High rates of new business creation are a sign of a dynamic economy in which the barriers to entrepreneurship are low. As entrepreneurs bring new ideas to market, they spur economic growth and create jobs. In fact, companies less than five years old are the primary source of net new job creation in the United States.
Yet, in certain fields and professions, the path to opening a new business is marked with barriers that can slow or even block entrepreneurs. These barriers often go unnoticed until the entrepreneur runs up against them. Such is the case with one form of government regulation known as licensing, which has the effect of fencing out new entrants while protecting the licensed from competition.

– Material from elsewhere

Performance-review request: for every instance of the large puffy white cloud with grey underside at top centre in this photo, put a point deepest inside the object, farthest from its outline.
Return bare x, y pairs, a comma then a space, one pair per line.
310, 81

Since colonial times in America, governments have imposed licenses on certain professions and trades in the name of public health or safety. Today, licensing most often originates at the state level. But all levels of government engage in this form of regulation and ought to care about the labor market inefficiencies that are caused by licensing. Over time, the number of licensed professions has grown and expanded to industries that pose little or no threat to public safety. In some states for example, a license is required to become a tour guide, sell caskets, or braid hair.

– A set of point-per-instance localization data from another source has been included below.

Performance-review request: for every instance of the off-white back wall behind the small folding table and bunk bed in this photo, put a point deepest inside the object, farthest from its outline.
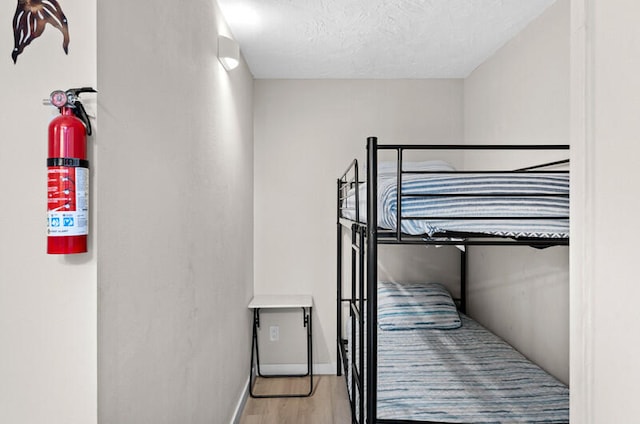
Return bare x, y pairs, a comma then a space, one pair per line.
306, 133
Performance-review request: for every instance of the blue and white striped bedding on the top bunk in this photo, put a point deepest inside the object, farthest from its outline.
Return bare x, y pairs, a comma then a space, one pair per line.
520, 204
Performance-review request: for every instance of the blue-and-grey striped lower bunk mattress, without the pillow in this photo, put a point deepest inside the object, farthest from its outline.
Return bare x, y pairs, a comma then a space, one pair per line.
463, 375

About 29 percent of jobs require a government-issued license—a dramatic increase from just forty years ago when only 10 percent of workers were licensed. These licensure requirements result in fewer practitioners, who can demand higher wages, while also stifling new business creation and innovation.

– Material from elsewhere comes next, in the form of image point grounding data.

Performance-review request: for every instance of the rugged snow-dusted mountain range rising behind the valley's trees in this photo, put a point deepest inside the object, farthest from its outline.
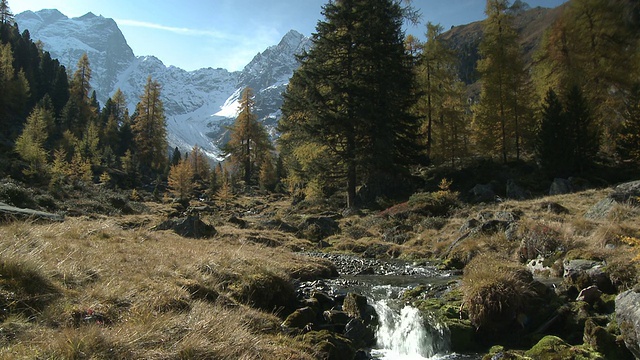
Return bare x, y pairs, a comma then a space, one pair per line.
198, 104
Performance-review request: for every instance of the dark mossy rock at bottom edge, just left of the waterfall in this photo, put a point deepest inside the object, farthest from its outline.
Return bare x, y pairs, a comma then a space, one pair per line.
328, 345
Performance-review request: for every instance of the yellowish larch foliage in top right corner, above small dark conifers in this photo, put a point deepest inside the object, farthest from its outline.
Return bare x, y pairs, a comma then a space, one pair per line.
593, 45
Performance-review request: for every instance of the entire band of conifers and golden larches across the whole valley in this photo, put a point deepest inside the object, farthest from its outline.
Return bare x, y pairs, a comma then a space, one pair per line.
367, 105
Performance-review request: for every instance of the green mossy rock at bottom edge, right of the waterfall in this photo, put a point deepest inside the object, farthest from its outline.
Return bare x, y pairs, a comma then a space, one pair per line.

The Limiting Effects of Occupational Licensing
- Licensing often is justified by claiming that services provided by licensed individuals are of higher quality than those that are not. However, an analysis of licensed interior designers in one state and certified interior designers in another found no difference in the number of consumer complaints registered.
- Licensing boards can inhibit innovations in training, practice, education, and the delivery of services, preventing the establishment of such options as low-cost legal clinics and prepaid health plans. Such anti-competitive action not only prevents entrepreneurs from entering the industry, but it also raises costs for services entrepreneurs and their employees need.
- Strict state licensing without a system of mutual recognition in other states restricts the ability of practitioners to move to markets where their skills would be more valuable. Licensing reciprocity ranges from none to full depending on the profession, with many states requiring some additional documentation, fees, and/or testing to obtain a license.
- Occupational licensing requirements can be a hurdle to upward economic mobility. Research shows lower rates of entrepreneurship in states that license more low-income occupations.
Reconsider Licensing Policy to Spur Entrepreneurial Growth
- Examine the professions that require a license and replace licensing with a less onerous form of regulation where public health is not seriously threatened.
- State licensing boards are often composed primarily of licensed members of the occupation. Reform licensing boards to give greater representation to non-licensed practitioners.
- Create public committees to evaluate licensing boards, provide independent analysis of newly proposed licensure requirements, and make recommendations to lawmakers.
- Differences in state licensing requirements can make it difficult for entrepreneurs and workers to find opportunities and jobs, creating stale labor markets and underemployment. Mutual recognition of other state licenses would improve worker mobility and, thereby, boost economic dynamism.